For the politicians and citizens of the U.S., the Greek turmoil should serve as a cautionary tale about national debt. The dire problems in Greece's situation raise questions about the optimistic scenario that the U.S. economy will inevitably get back on track, pushing the stock market, savings account interest rates and real estate prices higher in the process.

The Greek dilemma

The dilemma faced by the Greek parliament is a matter of picking their economic poison. The government's out-of-control debt demands dramatic budget cuts, but those budget cuts will further handicap an economy that is already in shambles. As just one illustration of this situation, the new austerity plan calls for 150,000 government layoffs at a time when the unemployment rate is already at 21 percent.

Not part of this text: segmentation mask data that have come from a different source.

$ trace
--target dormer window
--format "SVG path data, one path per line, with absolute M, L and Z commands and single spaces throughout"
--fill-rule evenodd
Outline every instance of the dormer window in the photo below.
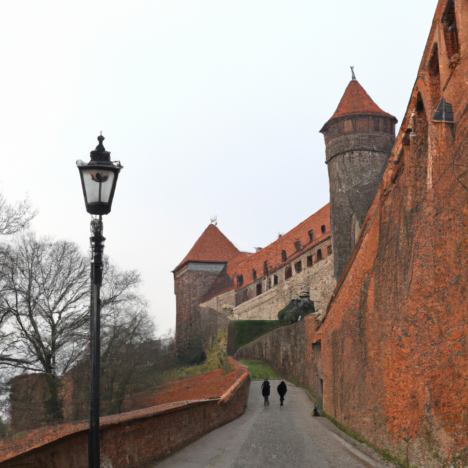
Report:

The Greek people lashed out at the new austerity measures with protests by 80,000 and riots that left parts of Athens in flames. As irrational as this reaction may seem, it is important to recognize the element of denial in it that is part of human nature. After all, to the man on the street, defaulting on government debt is a somewhat abstract concept, whereas the lack of jobs is a concrete and immediate problem.

The Greek parliament wasn't wrong to approve the austerity measures -- defaulting on the government's debt would result in extreme budget constraints as well, and with less chance of controlling the process -- but that doesn't mean the country's citizens are going to take the medicine cheerfully.

Lessons for America

All of this is worthy of note here in the U.S. for two reasons:
  • Trouble in Europe could still upset the apple cart for the U.S. economy. Right now, things seem to be progressing smoothly -- growth is picking up and unemployment is easing. The stock market has rallied, and continued prosperity should build support for two areas that badly need it: savings account interest rates and housing prices. However, an economic slowdown in Europe or a new financial crisis resulting from sovereign debt problems could drag the U.S. economy back down.
  • Fiscal responsibility is not always popular. In an election year, politicians want to create the illusion that they can balance the budget without tax increases or spending cuts. Denying responsibility in this way is the same kind of poor leadership that has led to Greece's predicament.
  • In the end, economics will impose its will on a situation regardless of popular sentiment. The Greeks are facing this harsh reality now, and it is a lesson that should not be lost on the people and government of the U.S.